An Investigation Into Clearview AI, a Highly Accurate Facial Recognition Company That Uses Images Scraped From Social Media
Kashmir Hill, New York Times:
His tiny company, Clearview AI, devised a groundbreaking facial recognition app. You take a picture of a person, upload it and get to see public photos of that person, along with links to where those photos appeared. The system — whose backbone is a database of more than three billion images that Clearview claims to have scraped from Facebook, YouTube, Venmo and millions of other websites — goes far beyond anything ever constructed by the United States government or Silicon Valley giants.
Federal and state law enforcement officers said that while they had only limited knowledge of how Clearview works and who is behind it, they had used its app to help solve shoplifting, identity theft, credit card fraud, murder and child sexual exploitation cases.
Until now, technology that readily identifies everyone based on his or her face has been taboo because of its radical erosion of privacy. Tech companies capable of releasing such a tool have refrained from doing so; in 2011, Google’s chairman at the time said it was the one technology the company had held back because it could be used “in a very bad way.” Some large cities, including San Francisco, have barred police from using facial recognition technology.
But without public scrutiny, more than 600 law enforcement agencies have started using Clearview in the past year, according to the company, which declined to provide a list. The computer code underlying its app, analyzed by The New York Times, includes programming language to pair it with augmented-reality glasses; users would potentially be able to identify every person they saw. The tool could identify activists at a protest or an attractive stranger on the subway, revealing not just their names but where they lived, what they did and whom they knew.

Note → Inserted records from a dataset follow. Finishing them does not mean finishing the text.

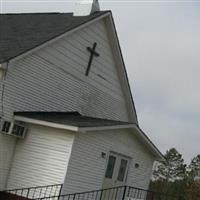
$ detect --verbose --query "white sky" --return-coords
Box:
[0,0,200,162]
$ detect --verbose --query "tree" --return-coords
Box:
[153,148,186,182]
[188,154,200,182]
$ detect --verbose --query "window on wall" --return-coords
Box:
[117,159,128,182]
[105,155,116,178]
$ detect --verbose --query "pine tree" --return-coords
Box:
[153,148,186,182]
[188,154,200,182]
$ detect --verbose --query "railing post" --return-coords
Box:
[122,185,127,200]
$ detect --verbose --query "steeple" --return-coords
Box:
[74,0,100,16]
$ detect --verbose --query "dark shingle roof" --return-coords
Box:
[14,112,130,127]
[0,11,108,63]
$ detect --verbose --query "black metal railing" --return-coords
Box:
[35,186,181,200]
[3,184,62,199]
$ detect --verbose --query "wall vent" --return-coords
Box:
[0,119,27,138]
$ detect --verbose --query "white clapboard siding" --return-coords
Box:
[7,125,74,189]
[0,133,16,191]
[63,130,154,194]
[1,19,130,121]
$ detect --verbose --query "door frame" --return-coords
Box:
[101,150,132,188]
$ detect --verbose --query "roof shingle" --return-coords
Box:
[0,11,108,63]
[14,112,130,128]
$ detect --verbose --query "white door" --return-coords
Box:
[103,153,130,188]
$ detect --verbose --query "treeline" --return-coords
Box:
[150,148,200,200]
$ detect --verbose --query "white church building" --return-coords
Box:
[0,1,163,197]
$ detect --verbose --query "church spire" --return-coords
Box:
[74,0,100,16]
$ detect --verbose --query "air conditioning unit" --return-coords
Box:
[0,119,27,138]
[0,119,12,134]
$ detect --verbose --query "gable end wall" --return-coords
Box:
[62,130,154,194]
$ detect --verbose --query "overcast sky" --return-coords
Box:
[0,0,200,162]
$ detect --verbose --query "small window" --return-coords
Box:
[1,121,11,133]
[117,159,128,182]
[105,156,116,178]
[12,124,25,137]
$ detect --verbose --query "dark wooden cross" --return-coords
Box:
[85,42,100,76]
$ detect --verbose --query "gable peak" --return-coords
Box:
[74,0,100,16]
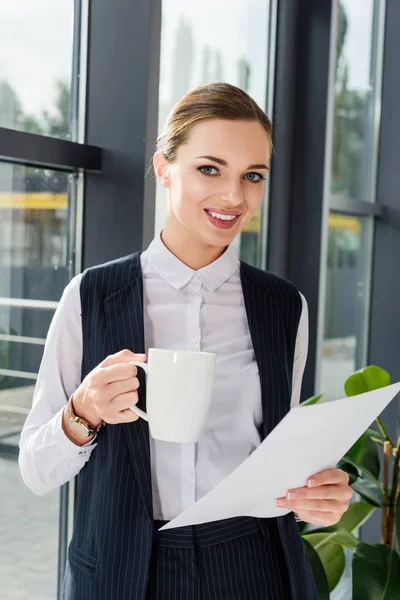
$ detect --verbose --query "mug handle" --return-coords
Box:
[129,360,149,422]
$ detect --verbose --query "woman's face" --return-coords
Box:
[154,119,270,247]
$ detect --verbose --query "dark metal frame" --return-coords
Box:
[267,0,332,398]
[0,127,102,172]
[82,0,161,268]
[360,0,400,542]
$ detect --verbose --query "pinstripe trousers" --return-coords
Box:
[146,517,291,600]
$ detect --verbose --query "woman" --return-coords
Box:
[20,83,351,600]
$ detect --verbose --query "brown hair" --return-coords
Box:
[157,82,272,162]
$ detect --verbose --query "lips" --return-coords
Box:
[204,209,240,229]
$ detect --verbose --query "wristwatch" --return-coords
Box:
[66,396,105,437]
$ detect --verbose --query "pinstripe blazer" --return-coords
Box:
[64,253,315,600]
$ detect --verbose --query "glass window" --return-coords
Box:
[331,0,377,202]
[0,0,74,138]
[316,0,385,600]
[0,163,75,600]
[320,213,372,399]
[155,0,270,264]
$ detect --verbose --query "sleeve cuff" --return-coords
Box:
[52,407,97,457]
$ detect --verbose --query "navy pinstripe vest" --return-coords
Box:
[64,253,315,600]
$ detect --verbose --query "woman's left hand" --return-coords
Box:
[276,469,353,527]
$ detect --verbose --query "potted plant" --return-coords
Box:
[298,366,400,600]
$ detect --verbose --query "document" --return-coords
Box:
[160,382,400,531]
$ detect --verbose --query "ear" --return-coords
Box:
[153,150,170,188]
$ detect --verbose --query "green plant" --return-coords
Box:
[299,366,400,600]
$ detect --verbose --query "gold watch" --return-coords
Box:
[66,396,105,437]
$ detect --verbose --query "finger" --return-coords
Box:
[106,408,140,425]
[105,377,140,403]
[98,348,146,367]
[286,485,353,500]
[285,499,348,513]
[296,510,341,527]
[307,469,348,487]
[110,392,139,414]
[95,361,144,386]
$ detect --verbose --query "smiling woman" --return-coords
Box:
[154,83,272,269]
[19,83,317,600]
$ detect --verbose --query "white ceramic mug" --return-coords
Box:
[131,348,216,443]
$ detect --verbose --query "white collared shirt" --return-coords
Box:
[19,237,308,520]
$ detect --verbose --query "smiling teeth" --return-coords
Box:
[207,210,237,221]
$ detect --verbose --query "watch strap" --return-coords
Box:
[67,395,105,437]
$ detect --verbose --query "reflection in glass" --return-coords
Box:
[155,0,270,264]
[331,0,378,202]
[319,214,372,399]
[0,163,74,600]
[0,0,74,138]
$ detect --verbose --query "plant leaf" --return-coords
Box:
[344,433,380,479]
[396,494,400,552]
[312,501,376,548]
[352,542,400,600]
[300,394,324,406]
[303,538,330,600]
[365,426,385,442]
[344,365,391,396]
[335,501,376,533]
[303,532,345,592]
[350,479,383,508]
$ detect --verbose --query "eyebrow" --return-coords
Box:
[196,154,269,171]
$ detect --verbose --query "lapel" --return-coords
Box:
[104,253,153,521]
[240,261,290,439]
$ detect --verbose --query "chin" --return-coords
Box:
[198,231,238,248]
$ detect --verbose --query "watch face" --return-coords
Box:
[69,421,90,437]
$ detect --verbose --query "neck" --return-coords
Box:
[161,219,226,271]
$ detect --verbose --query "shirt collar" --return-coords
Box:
[143,236,239,292]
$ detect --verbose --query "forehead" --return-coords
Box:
[177,119,270,164]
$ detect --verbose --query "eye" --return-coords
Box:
[198,166,218,177]
[245,173,265,183]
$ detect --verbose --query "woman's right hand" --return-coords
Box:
[72,350,146,427]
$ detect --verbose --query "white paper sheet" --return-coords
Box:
[161,382,400,530]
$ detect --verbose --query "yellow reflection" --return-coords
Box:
[0,192,68,210]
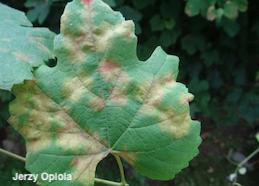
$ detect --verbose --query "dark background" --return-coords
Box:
[0,0,259,186]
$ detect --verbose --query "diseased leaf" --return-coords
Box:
[10,0,201,186]
[0,4,54,90]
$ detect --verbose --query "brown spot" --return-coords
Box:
[90,97,105,111]
[15,52,29,62]
[83,0,92,5]
[98,60,120,81]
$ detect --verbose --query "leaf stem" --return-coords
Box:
[0,148,26,162]
[113,154,128,186]
[0,148,128,186]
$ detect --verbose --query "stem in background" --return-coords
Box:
[0,148,26,162]
[0,148,128,186]
[233,147,259,186]
[94,178,128,186]
[113,154,128,186]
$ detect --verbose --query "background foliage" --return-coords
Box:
[0,0,259,186]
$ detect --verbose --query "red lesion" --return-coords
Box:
[83,0,92,5]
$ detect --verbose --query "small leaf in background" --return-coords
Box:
[185,0,206,16]
[24,0,53,24]
[0,3,55,90]
[224,1,238,19]
[181,34,206,55]
[103,0,116,7]
[238,167,247,175]
[220,18,240,37]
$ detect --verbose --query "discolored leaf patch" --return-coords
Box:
[10,0,201,186]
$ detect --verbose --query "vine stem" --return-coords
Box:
[0,148,128,186]
[113,154,128,186]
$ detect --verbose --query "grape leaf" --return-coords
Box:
[0,3,55,90]
[10,0,201,186]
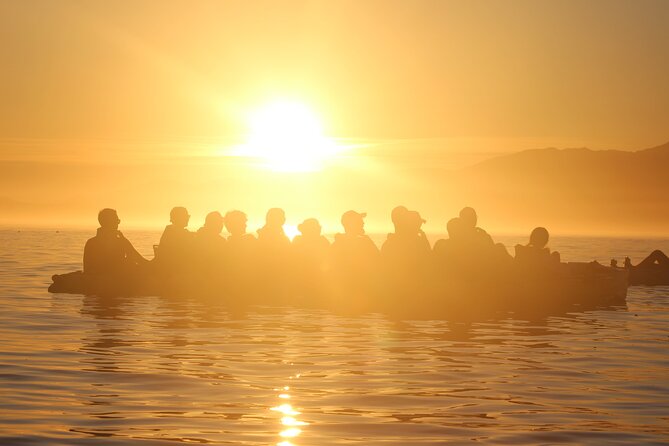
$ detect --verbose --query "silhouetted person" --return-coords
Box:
[292,218,330,299]
[330,211,379,297]
[433,217,467,270]
[84,208,148,279]
[258,208,290,247]
[390,205,409,234]
[635,250,669,269]
[381,208,432,298]
[460,207,494,246]
[516,227,560,267]
[257,208,293,298]
[195,211,226,276]
[625,250,669,285]
[292,218,330,269]
[225,210,258,302]
[156,206,195,276]
[381,208,431,262]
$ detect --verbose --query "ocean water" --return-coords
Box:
[0,230,669,446]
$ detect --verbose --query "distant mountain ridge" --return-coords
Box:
[448,142,669,234]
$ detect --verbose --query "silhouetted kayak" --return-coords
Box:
[629,265,669,286]
[49,263,628,318]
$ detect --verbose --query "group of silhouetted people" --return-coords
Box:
[79,206,580,302]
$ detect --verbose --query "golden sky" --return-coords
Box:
[0,0,669,233]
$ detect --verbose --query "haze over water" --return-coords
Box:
[0,230,669,446]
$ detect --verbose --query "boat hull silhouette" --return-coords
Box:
[629,265,669,286]
[49,263,629,318]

And it’s not just law enforcement: Clearview has also licensed the app to at least a handful of companies for security purposes.
This investigation was published on Saturday. I’ve read it a few times and it has profoundly disturbed me on every pass, but I haven’t been surprised by it. I’m not cynical, but it doesn’t surprise me that an entirely unregulated industry motivated to push privacy ethics to their revenue-generating limits would move in this direction.
Clearview’s technology makes my skin crawl; the best you can say about the company is that its limited access prevents the most egregious privacy violations. When something like this is more widely available, it will be dangerous for those who already face greater threats to their safety and privacy — women, in particular, but also those who are marginalized for their race, skin colour, gender, and sexual orientation. Nothing will change on this front if we don’t set legal expectations that limit how technologies like this may be used.